Irish Economy: Today we do a reality check on Ireland's ephemeral services export boom.
We do not aspire to be among "nattering nabobs of negativism" -- a term coined by the late William Safire, when he worked as a wordsmith for President Richard Nixon - - and this reality check is important as the end of tax avoidance schemes such as the Double Dutch Irish Sandwich, would mean that an official fairytale promoted by ministers, the Central Bank and even the Economic and Social Research Institute, will need to be revised.
Last February 5 ministers signed an official compendium of aspirations for trade and tourism, titled: 'Review of the Trade, Tourism and Investment Strategy 201-2015' [pdf]

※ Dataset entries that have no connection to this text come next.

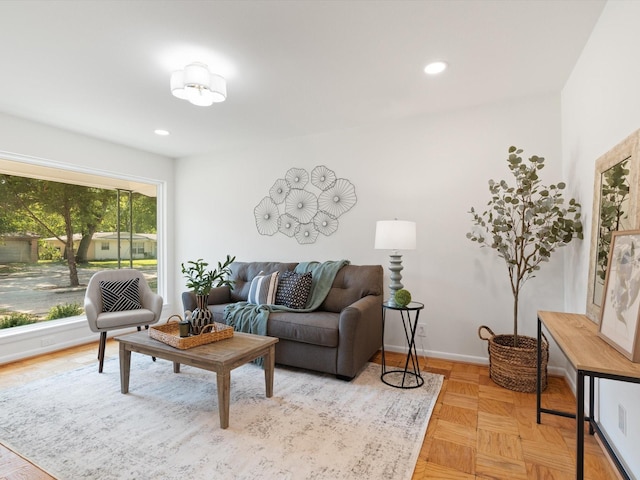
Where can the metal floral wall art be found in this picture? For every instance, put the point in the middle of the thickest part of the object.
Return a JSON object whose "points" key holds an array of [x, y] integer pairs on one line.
{"points": [[304, 206]]}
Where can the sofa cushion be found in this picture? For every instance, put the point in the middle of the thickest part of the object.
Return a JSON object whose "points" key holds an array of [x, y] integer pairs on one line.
{"points": [[352, 283], [316, 328], [243, 272], [293, 289], [262, 290], [121, 295]]}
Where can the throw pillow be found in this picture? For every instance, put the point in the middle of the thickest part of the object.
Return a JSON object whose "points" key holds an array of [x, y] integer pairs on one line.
{"points": [[293, 289], [120, 295], [262, 290]]}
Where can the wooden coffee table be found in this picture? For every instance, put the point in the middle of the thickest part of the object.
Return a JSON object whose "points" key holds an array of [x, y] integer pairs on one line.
{"points": [[220, 357]]}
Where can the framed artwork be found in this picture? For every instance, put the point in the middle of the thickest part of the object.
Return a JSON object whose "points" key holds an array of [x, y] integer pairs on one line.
{"points": [[616, 206], [621, 301]]}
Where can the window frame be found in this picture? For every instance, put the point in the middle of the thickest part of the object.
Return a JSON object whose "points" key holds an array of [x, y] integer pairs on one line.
{"points": [[24, 165]]}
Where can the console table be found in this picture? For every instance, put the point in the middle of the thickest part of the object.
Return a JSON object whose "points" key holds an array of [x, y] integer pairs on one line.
{"points": [[592, 357]]}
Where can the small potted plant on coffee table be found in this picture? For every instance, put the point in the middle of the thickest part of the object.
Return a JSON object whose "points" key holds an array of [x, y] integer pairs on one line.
{"points": [[200, 281]]}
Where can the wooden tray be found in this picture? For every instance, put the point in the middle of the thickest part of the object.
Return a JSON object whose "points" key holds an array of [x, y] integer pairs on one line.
{"points": [[169, 333]]}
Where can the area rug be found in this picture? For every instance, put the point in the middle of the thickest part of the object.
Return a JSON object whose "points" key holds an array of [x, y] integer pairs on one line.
{"points": [[78, 425]]}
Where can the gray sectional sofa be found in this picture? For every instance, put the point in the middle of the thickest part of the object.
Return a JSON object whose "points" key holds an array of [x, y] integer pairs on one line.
{"points": [[338, 337]]}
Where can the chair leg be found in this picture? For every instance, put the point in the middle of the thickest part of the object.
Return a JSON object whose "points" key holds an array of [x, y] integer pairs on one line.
{"points": [[101, 348]]}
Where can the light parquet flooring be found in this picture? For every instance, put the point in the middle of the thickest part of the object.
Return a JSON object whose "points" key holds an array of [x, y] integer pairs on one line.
{"points": [[478, 430]]}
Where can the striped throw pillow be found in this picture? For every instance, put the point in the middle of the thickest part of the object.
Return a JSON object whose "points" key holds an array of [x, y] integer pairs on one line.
{"points": [[120, 295], [263, 289]]}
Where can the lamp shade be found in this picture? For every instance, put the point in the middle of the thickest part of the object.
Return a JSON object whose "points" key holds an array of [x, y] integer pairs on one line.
{"points": [[395, 235]]}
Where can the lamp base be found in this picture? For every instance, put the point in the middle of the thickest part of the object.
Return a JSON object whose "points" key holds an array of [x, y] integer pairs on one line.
{"points": [[395, 266]]}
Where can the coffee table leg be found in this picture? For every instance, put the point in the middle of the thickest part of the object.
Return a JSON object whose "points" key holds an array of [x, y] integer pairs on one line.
{"points": [[224, 387], [125, 368], [269, 367]]}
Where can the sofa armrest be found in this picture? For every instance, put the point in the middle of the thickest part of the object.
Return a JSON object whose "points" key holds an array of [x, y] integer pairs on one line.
{"points": [[217, 295], [360, 328]]}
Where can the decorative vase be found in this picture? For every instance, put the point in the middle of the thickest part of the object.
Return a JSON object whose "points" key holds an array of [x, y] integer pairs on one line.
{"points": [[201, 315]]}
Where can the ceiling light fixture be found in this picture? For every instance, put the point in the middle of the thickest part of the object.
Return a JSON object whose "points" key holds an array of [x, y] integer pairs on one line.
{"points": [[198, 85], [435, 67]]}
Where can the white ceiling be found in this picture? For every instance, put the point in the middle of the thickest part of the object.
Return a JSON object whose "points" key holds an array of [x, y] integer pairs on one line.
{"points": [[294, 68]]}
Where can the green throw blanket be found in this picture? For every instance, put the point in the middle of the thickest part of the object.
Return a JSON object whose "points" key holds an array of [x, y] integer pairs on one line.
{"points": [[251, 318]]}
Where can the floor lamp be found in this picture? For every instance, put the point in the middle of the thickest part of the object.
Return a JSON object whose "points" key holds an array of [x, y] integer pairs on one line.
{"points": [[395, 235]]}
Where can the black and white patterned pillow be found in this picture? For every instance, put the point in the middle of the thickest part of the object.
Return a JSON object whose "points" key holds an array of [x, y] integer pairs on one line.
{"points": [[120, 295], [293, 289], [263, 289]]}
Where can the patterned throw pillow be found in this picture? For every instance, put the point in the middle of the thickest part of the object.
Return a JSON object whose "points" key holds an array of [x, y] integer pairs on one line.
{"points": [[120, 295], [293, 289], [262, 290]]}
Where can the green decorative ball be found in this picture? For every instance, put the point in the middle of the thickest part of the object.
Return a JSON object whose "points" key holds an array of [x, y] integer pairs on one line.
{"points": [[402, 297]]}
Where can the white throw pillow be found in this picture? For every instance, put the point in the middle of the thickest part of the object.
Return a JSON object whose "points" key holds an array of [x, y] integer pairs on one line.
{"points": [[263, 289]]}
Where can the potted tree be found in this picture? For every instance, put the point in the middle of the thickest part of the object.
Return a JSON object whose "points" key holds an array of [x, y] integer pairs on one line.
{"points": [[525, 224], [200, 281]]}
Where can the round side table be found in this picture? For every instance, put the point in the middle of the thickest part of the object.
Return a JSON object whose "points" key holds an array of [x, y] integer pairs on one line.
{"points": [[410, 376]]}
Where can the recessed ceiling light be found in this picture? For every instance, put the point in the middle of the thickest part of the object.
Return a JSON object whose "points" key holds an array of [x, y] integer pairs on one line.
{"points": [[435, 67]]}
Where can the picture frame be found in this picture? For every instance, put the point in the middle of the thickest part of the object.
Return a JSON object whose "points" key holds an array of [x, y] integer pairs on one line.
{"points": [[620, 313], [616, 206]]}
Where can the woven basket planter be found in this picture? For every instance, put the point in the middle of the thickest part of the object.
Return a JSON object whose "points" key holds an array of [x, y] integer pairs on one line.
{"points": [[512, 367]]}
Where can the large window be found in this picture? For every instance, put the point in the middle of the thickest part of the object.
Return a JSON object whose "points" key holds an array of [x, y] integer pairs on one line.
{"points": [[58, 227]]}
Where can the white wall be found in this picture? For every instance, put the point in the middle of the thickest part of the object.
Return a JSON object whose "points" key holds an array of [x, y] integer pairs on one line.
{"points": [[600, 108], [428, 169], [40, 144]]}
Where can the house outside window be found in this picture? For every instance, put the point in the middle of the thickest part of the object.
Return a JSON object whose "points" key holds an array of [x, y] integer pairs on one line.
{"points": [[52, 286]]}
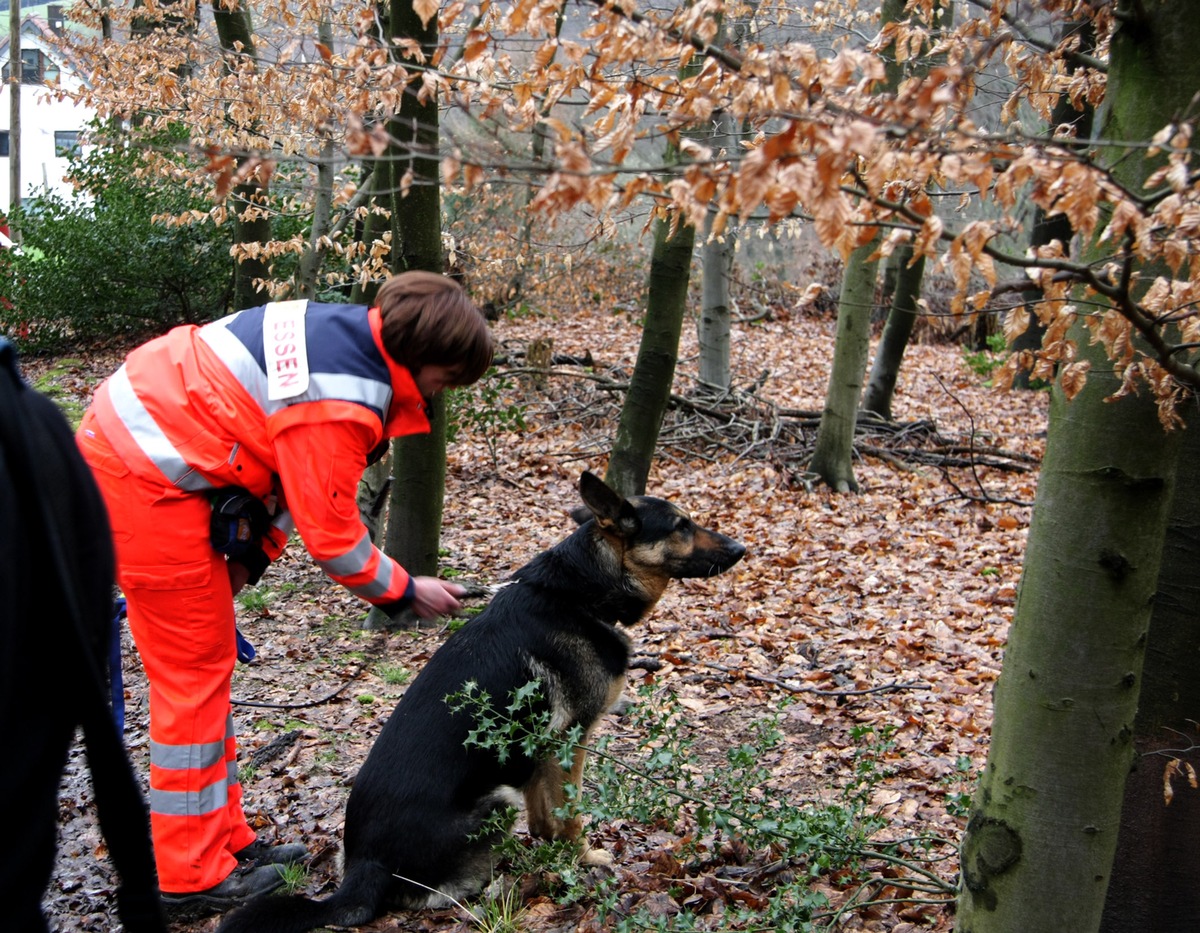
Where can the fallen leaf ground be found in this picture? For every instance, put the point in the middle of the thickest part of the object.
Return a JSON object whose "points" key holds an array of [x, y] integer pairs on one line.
{"points": [[852, 618]]}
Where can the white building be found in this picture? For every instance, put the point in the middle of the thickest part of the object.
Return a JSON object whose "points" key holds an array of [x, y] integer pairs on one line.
{"points": [[49, 128]]}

'Strategy' along with 'world class' are part of the official lexicon of bromides and Enda Kenny, taoiseach, has had a tool-kit available over the past year in defence of the corporate tax system, adding in recent weeks, 'ethical' and 'ethically' -- George Orwell understood the use and abuse of words in politics and in his celebrated novel, Nineteen Eighty-Four, the character Syme is working on the definitive eleventh edition of a dictionary of Newspeak, a language of words that would not become obsolete before 2050. "'Don't you see that the whole aim of Newspeak is to narrow the range of thought? In the end we shall make thought crime literally impossible, because there will be no words in which to express it," Syme says to Winston Smith.
The February report says:
Ireland is a strong performer in services exports, which grew by 11% in 2012 and account for 50% of total Irish exports. This reflects the growth in ICT and e-business sectors with a number of Irish services companies and large foreign-owned multinationals operating and exporting from Ireland.
Ireland is also home to the service operations of many manufacturing firms as well as financial services, leasing and computer services firms. Some important services sectors within the Irish economy include:
- Computer Services: accounting for 40% of total services exports in 2012, realising a 49% growth over a five year period."
Impressive indeed and Computer Services exports have sextupled since 2000 -- but these figures reflect accounting entries not economic activity in Ireland - - Microsoft had 99,000 employees worldwide in June 2013 and less than 700 at its Irish operations company was responsible for 24% of global revenues!
Irish economists have in the past claimed that the surge in services exports reflected a move "up the value chain."
In 2012 total services exports valued at €90.2bn overtook merchandise exports for the first time and also there was a surplus in services trade for the first time, which enabled Ireland to report marginal GDP growth in that year rather than a contraction.
In 2013, total services exports were valued at €94.6bn and there was a surplus of €6bn, making a positive net exports contribution compared with a negative in goods.
In 2013, we estimate that Google, Microsoft, Oracle and Facebook combined, were responsible for about €41bn of services exports and adding €6bn for other firms in excess company charging would give a total estimate of €94bn or 50% of services exports being tax-related or effectively fake.
Google books over 40% of its global revenues in Ireland; Facebook 50%; Microsoft about a quarter and Oracle 27% in its fiscal 2013.
As most of the revenues are offset with royalty and business services charges, the loss of these exports will not have a significant impact on the economy.
However, it will not be easy to spin away big changes in trade, productivity data and innovation metrics - - some of the foreign analysts who bought into the spin, will have to be convinced that the past was as durable as a Leprechaun's gold!
In Q1 2014, Google's revenues grew 19% year-on-year and Facebook's were up 72%.
So these ephemeral exports will continue to outpace real world ones until tax rules change.